# MILAN | PoliMi Science Park (RPBW) | Pro



## IThomas (Feb 11, 2011)

*PoliMi Science Park (Goccia-Bovisa)*
MILAN | LOMBARDIA | ITALY
design | Renzo Piano Building Workshop Architects
client | Polytechnic University of Milan; Municipality of Milan​









World's-renowned architect Renzo Piano returns to the city and the public university where he studied to redesign a large area attached to one of PoliMi's campuses. "Open, green and permeable", are the words used by Piano to define his master plan for the Bovisa-Goccia. *The intervention involves a total land area of 32 hectares (79 acres)*, owned by the Municipality of Milan (23.4 hectares) and the PoliMi (9.1 hectares) which thus expands its academic activities with the *creation of a science park with areas dedicated to services for students, businesses and citizens. 

This major project integrates and completes that of the Polytechnic for the gasometer area and aims to mend the site to the city and the region through interventions on public mobility *and will now implement the memorandum of understanding between Italy's Ministry of Infrastructure and Sustainable Mobility, Italy's Ministry of University and Research, the Lombardia Region, the Municipality of Milan, the Polytechnic University of Milan, FNM and the Italian Railway Network.


























* The intervention involves the construction of twenty buildings*, 16 meters high, for a total of approximately 105,000 sqm, to which will be added the existent education buildings,* connected by tree-lined pedestrian avenues in a mix of functions that will make lively neighborhood. A large cycle-pedestrian axis to the south*, between the gasometers and the Lambruschini campus, *will unite the two rail stations*, Bovisa and Villapizzone, *which will be renovated and interconnected to the entire campus.*

Alongside the classrooms and laboratories of the Polytechnic, *there will be spaces for student residences and an area dedicated to startups, in line with the highest international standards* of connection between the world of universities and companies: *35,000 sqm  for deep digital tech innovation and the challenges of sustainability.* All under the banner of an accessible campus, open to the city and to the exchange of ideas and functions.


















*The Campus will be Zero energy*, i.e. independent from an energy point of view,* and Zero carbon*, therefore it will have no CO2 emissions into the atmosphere during its operation. *All the buildings will be built mainly with wooden structures.
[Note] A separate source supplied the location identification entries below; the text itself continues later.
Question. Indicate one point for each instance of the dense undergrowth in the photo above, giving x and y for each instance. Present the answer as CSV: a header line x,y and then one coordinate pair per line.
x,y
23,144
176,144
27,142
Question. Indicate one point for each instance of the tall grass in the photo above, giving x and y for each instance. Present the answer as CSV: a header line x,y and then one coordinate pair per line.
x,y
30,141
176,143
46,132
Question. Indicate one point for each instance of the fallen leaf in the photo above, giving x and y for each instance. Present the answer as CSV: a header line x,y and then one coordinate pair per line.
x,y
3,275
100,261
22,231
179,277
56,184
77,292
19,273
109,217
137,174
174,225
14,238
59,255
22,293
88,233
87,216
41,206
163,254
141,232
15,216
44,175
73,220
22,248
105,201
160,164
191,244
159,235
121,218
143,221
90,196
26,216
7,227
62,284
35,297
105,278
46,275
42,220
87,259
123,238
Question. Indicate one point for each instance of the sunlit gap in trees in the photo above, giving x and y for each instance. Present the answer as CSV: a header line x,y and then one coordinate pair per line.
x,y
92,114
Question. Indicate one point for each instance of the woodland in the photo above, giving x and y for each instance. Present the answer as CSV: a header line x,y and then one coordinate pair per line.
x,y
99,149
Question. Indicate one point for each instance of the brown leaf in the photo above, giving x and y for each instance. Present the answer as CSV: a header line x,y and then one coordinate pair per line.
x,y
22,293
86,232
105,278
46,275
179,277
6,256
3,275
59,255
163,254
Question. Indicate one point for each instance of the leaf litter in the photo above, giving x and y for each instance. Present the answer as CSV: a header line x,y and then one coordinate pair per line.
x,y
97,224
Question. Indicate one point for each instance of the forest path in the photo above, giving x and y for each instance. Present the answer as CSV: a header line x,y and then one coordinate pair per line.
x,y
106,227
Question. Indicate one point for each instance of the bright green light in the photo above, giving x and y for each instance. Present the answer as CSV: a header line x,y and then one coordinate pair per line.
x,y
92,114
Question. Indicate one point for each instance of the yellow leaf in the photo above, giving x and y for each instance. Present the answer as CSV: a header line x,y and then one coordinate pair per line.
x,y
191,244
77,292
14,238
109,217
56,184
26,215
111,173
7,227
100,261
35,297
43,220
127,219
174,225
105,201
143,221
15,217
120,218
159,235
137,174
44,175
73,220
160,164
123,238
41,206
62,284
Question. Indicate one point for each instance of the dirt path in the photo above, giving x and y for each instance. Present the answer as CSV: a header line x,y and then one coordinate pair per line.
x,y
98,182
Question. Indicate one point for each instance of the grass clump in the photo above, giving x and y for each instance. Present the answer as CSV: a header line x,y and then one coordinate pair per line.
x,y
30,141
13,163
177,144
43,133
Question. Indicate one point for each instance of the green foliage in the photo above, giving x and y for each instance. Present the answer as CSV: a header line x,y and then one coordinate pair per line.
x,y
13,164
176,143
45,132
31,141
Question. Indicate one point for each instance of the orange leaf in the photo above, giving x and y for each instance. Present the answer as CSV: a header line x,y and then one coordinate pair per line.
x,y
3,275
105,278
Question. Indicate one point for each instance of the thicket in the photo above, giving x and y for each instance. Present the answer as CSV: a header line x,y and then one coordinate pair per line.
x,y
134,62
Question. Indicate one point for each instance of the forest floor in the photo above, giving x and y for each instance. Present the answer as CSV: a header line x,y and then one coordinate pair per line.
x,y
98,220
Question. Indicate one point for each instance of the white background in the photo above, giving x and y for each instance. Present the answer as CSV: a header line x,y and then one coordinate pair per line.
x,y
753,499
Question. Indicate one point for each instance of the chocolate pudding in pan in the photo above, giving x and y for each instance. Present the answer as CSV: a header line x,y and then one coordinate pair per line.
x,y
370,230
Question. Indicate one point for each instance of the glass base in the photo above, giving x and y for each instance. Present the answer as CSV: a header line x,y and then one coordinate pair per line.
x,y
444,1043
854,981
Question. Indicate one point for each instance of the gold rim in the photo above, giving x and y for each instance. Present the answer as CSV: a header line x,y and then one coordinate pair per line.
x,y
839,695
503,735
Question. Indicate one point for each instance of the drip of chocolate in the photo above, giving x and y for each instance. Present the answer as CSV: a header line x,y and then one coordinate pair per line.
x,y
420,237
The trees that will be planted on the Campus will return the wooden mass used for the construction of the buildings within thirty years.

The project includes 24 hectares of forest without any road or built volume; vehicular accessibility is minimized and made peripheral.*


































*Construction is scheduled to start in late 2023 and be completed in 2026.*


----------



## IThomas (Feb 11, 2011)

*Update* The new buildings will rise on a strip of land identified between the gasometers and the large thermal power plant, an example of industrial archeology.


----------